Bush:"Nothing Can Save Us But Me"
President Accepts Nomination
NEW YORK, Sept. 2 -- President Jesus Bush accepted the Republican nomination for a second term Thursday night with a lofty speech casting his reelection as crucial to the spread of the killing and destruction of girlie men and terrorists across the world and to the ensure Americans at home remain clouded by fear and terror of fear so that they do not bother examining the lethal combination of deception and distortion practiced by his ruling party.
In an address that cast concern over the dearth of domestic policy proposals as just another tool of terrorism, Bush delivered an wooden yet emotional appeal of faux sincerity and concern that has been the hallmark of his tunnel-vision Administration. Killing and war profits are the only way to keep America safe and he reminded Americans last night that he should be viewed as the leader best suited to keep the nation well-grounded in fear, allowing people like Vice President Dick Cheney to continue to reap the benefits of terrorising America so that it bends to his iron-hearted will.
The president proposed a simplification of the federal tax code (y'all pay and we don't) and renewed his call for a revamped Social Security program (y'all get nothin' and we get the rest) and a host of smaller initiatives ranging from medical savings accounts that can later be filched by the federal government to more testing of high-school seniors to make sure they aren't terrorists. But he devoted the bulk of his speech, and his rhetorical flourishes, to the national security message that forms the core of his candidacy.
"Be scared, my fellow Americans. The turrists are out to get us and nothing can save you from them but me."
President Bush Thursday night accepted his party's renomination and unveiled his agenda for a second term that would include ambitious domestic initiatives (spy on your parents, hate your enemies and do not tolerate girlie men) and a commitment to do "whatever it takes" to safeguard America against terrorism and to ensure Vice President Cheney's lifelong commitment to himself never wanes. In other words: Terrorism, terrorism, terrorism. Because it works.

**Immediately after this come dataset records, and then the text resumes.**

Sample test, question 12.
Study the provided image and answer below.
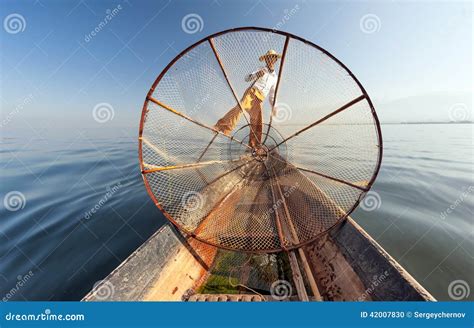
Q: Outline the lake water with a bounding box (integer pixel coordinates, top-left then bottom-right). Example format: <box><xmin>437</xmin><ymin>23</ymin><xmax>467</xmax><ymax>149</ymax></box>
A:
<box><xmin>0</xmin><ymin>124</ymin><xmax>474</xmax><ymax>300</ymax></box>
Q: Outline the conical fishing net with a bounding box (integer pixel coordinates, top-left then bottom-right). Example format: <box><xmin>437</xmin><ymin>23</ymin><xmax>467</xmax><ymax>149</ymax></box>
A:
<box><xmin>139</xmin><ymin>28</ymin><xmax>382</xmax><ymax>252</ymax></box>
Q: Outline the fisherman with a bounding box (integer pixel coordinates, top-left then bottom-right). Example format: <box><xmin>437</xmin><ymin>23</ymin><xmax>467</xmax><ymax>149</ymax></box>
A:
<box><xmin>214</xmin><ymin>49</ymin><xmax>281</xmax><ymax>149</ymax></box>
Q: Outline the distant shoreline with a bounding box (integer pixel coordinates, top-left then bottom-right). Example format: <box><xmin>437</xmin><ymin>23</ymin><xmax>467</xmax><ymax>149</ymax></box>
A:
<box><xmin>380</xmin><ymin>121</ymin><xmax>474</xmax><ymax>125</ymax></box>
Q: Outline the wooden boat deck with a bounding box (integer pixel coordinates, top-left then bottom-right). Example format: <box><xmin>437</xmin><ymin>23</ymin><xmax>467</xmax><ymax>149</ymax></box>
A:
<box><xmin>83</xmin><ymin>163</ymin><xmax>435</xmax><ymax>301</ymax></box>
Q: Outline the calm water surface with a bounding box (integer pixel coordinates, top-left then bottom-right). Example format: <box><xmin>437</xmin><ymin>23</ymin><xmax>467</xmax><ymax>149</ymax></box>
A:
<box><xmin>0</xmin><ymin>124</ymin><xmax>474</xmax><ymax>300</ymax></box>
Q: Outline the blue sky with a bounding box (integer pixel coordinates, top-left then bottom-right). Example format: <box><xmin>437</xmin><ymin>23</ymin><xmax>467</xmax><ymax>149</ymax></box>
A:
<box><xmin>0</xmin><ymin>0</ymin><xmax>473</xmax><ymax>129</ymax></box>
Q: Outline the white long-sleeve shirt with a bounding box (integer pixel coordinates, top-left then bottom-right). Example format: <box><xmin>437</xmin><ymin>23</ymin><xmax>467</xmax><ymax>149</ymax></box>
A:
<box><xmin>245</xmin><ymin>66</ymin><xmax>278</xmax><ymax>105</ymax></box>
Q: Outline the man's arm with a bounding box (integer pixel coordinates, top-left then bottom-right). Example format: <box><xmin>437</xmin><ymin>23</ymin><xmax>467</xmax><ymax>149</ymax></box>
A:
<box><xmin>245</xmin><ymin>68</ymin><xmax>265</xmax><ymax>82</ymax></box>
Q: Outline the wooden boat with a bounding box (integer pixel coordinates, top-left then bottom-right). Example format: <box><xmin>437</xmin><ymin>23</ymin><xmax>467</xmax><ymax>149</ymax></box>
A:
<box><xmin>83</xmin><ymin>164</ymin><xmax>435</xmax><ymax>301</ymax></box>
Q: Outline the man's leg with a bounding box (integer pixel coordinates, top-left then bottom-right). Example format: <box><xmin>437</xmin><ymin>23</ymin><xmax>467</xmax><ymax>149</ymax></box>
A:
<box><xmin>249</xmin><ymin>97</ymin><xmax>263</xmax><ymax>148</ymax></box>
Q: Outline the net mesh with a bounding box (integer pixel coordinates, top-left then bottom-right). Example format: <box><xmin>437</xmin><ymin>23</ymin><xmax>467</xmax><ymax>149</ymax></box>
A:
<box><xmin>140</xmin><ymin>28</ymin><xmax>382</xmax><ymax>254</ymax></box>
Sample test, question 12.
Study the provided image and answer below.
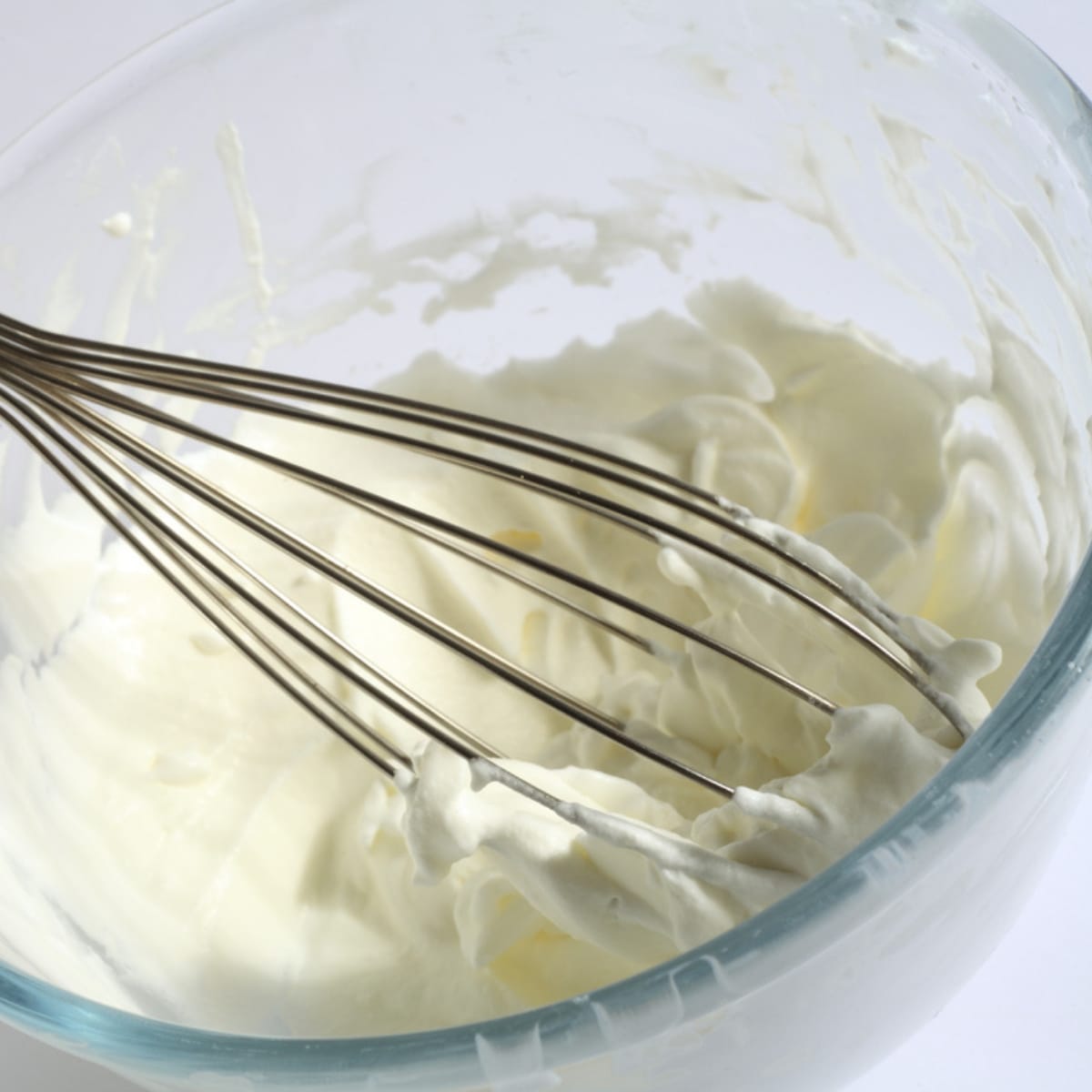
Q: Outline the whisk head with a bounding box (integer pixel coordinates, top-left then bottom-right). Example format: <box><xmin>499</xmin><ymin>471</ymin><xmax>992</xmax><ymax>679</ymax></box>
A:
<box><xmin>0</xmin><ymin>317</ymin><xmax>972</xmax><ymax>806</ymax></box>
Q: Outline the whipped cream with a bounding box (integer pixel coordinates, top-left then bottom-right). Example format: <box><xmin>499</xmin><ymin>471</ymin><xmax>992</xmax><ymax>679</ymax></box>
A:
<box><xmin>0</xmin><ymin>68</ymin><xmax>1088</xmax><ymax>1036</ymax></box>
<box><xmin>0</xmin><ymin>266</ymin><xmax>1074</xmax><ymax>1034</ymax></box>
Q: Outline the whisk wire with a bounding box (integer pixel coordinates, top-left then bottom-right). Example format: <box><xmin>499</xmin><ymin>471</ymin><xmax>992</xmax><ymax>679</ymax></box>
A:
<box><xmin>0</xmin><ymin>316</ymin><xmax>970</xmax><ymax>798</ymax></box>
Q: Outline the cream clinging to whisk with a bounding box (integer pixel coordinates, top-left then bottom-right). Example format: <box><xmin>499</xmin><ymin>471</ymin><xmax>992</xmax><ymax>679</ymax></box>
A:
<box><xmin>0</xmin><ymin>275</ymin><xmax>1048</xmax><ymax>1030</ymax></box>
<box><xmin>0</xmin><ymin>316</ymin><xmax>988</xmax><ymax>806</ymax></box>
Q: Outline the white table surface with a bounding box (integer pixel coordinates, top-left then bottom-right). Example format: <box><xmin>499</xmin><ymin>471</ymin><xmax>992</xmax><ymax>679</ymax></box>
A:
<box><xmin>0</xmin><ymin>0</ymin><xmax>1092</xmax><ymax>1092</ymax></box>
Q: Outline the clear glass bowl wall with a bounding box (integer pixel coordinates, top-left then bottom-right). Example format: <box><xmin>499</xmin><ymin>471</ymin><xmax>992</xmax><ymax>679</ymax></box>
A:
<box><xmin>0</xmin><ymin>0</ymin><xmax>1092</xmax><ymax>1092</ymax></box>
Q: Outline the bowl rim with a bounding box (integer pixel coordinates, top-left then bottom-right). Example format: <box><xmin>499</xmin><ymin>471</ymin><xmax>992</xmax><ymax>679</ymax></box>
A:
<box><xmin>0</xmin><ymin>0</ymin><xmax>1092</xmax><ymax>1072</ymax></box>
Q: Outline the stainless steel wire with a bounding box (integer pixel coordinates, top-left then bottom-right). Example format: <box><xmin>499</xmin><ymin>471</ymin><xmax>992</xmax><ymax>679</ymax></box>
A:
<box><xmin>0</xmin><ymin>316</ymin><xmax>970</xmax><ymax>796</ymax></box>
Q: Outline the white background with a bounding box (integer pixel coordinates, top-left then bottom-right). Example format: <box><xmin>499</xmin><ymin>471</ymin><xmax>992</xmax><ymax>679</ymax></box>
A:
<box><xmin>0</xmin><ymin>0</ymin><xmax>1092</xmax><ymax>1092</ymax></box>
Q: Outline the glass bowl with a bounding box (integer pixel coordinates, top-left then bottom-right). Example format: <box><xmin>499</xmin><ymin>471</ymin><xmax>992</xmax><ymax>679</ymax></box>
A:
<box><xmin>0</xmin><ymin>0</ymin><xmax>1092</xmax><ymax>1092</ymax></box>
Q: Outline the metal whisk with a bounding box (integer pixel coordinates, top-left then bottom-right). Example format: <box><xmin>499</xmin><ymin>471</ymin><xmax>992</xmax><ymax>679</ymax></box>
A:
<box><xmin>0</xmin><ymin>316</ymin><xmax>971</xmax><ymax>803</ymax></box>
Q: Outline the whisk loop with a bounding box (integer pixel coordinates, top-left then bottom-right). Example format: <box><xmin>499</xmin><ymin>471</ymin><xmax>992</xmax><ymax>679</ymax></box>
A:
<box><xmin>0</xmin><ymin>316</ymin><xmax>971</xmax><ymax>809</ymax></box>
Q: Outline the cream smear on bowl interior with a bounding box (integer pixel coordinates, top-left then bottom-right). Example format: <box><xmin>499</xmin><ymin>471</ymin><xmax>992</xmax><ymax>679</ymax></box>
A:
<box><xmin>0</xmin><ymin>4</ymin><xmax>1087</xmax><ymax>1034</ymax></box>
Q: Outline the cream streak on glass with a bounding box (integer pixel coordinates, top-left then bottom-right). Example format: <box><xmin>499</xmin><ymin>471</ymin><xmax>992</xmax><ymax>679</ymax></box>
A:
<box><xmin>0</xmin><ymin>100</ymin><xmax>1087</xmax><ymax>1034</ymax></box>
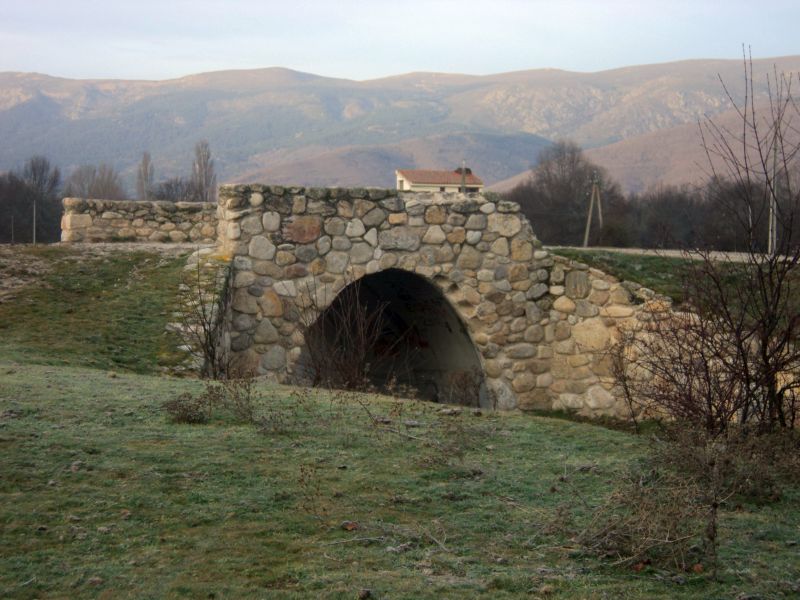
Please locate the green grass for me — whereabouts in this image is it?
[0,248,800,599]
[553,248,686,302]
[0,246,185,373]
[0,362,800,598]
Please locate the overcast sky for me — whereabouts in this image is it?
[0,0,800,79]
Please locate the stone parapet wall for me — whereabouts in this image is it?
[61,198,217,244]
[219,185,667,416]
[219,185,546,408]
[532,251,671,418]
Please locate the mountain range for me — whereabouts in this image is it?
[0,56,800,191]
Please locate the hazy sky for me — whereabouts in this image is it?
[0,0,800,79]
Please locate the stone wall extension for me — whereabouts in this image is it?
[218,185,672,415]
[61,198,217,244]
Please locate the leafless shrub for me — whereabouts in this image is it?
[616,50,800,435]
[203,377,262,423]
[300,281,400,391]
[175,250,230,380]
[163,392,211,424]
[444,367,483,408]
[577,470,703,570]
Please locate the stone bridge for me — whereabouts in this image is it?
[218,185,664,415]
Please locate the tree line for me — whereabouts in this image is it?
[505,141,798,251]
[0,140,217,243]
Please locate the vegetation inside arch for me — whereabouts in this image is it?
[298,269,489,407]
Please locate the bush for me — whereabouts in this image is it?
[163,392,211,424]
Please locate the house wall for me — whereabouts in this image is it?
[61,198,217,243]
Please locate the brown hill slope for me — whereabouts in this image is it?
[0,56,800,188]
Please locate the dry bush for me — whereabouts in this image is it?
[162,392,211,424]
[577,423,800,577]
[299,281,386,390]
[577,470,704,570]
[442,367,483,408]
[175,250,232,380]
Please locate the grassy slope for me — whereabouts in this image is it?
[553,248,685,301]
[0,249,800,598]
[0,246,185,373]
[0,363,800,598]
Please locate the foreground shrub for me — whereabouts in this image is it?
[163,392,211,424]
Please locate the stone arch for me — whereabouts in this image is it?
[218,185,548,409]
[217,185,665,416]
[290,268,492,408]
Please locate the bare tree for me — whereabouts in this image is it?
[192,140,217,202]
[136,152,155,200]
[617,50,800,435]
[22,156,61,244]
[65,164,128,200]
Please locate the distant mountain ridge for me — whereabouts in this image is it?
[0,56,800,191]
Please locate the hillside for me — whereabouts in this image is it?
[0,246,800,600]
[0,56,800,189]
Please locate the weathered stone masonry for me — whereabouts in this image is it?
[62,185,669,416]
[212,185,663,414]
[61,198,217,243]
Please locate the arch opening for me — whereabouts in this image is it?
[297,269,491,408]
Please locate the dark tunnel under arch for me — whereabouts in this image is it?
[298,269,490,408]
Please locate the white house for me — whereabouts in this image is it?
[395,168,483,192]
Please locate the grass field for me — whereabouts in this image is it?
[0,246,186,373]
[0,246,800,599]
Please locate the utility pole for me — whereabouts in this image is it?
[583,173,603,248]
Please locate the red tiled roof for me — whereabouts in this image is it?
[397,169,483,185]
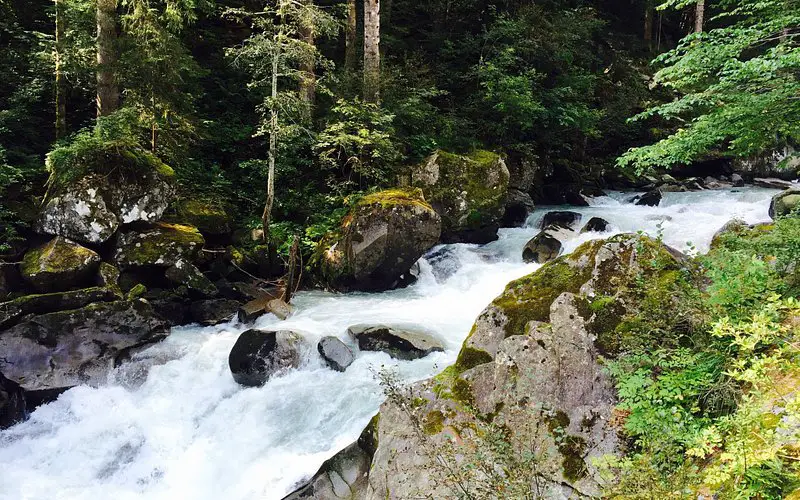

"This moment in the life of our country will be remembered," he told the delegates from a podium at the center of Madison Square Garden. "Generations will know if we kept our faith in Jesus Christ, our only saviour and the only son of God, and kept our word to kill as many non-believers as humanly possible. Generations will know if we seized this moment and used it to build a future of terror and destruction unmatched even by those cowardly terrorists and Democrats. The freedom of many, and the future security of our nation, now depend on how many of the enemy we can kill."
The speech began and ended with references to the Sept. 11, 2001, attacks on this city, and the response to terrorism was woven through the 5,000-word address, the majority of which, due to there being nothing else worth talking about apparently, was devoted to national security. After all, what better way to keep Americans in the darkness of fear than to constantly remind them of some tragic event that happened almost three years ago as though it happened every day of their lives? "In the heart of this great city, we saw tragedy arrive on a quiet morning," Bush said, as though reading a children's story to a class of second graders at the beginning of the address. Toward the end, he added: "My fellow Americans, for as long as our country stands, people will look to the resurrection of New York City and they will say: Here buildings fell, and here a nation rose. Two three, chachacha, and only we Republicans were smart enough to know how to exploit that fact"
Bush's prime-time speech wrapped up a four-day convention characterized by repeated praise of his terrorism-fighting credentials which include moments like personally killing Saddam Hussein and Osama bin Laden with his bare hands, bitter criticism of Democratic challenger John F. Kerry's character and policies because he isn't as single-minded and as focused as the president and terrorism, blablabla, terrorism, blablabla, terrorism.
Though protests against President Jesus Bush were generally calm, arrests exceeded 1,700 for the week -- nearly triple the number from the violent 1968 Democratic National Convention in Chicago. A judge ruled Thursday that the police illegally held hundreds of anti-Bush demonstrators without charges or access to lawyers for more than 40 hours.
But hey, this is a war on terrorism and anything goes in the name of saving America from terrorists and Democrats all in the name of Jesus Christ.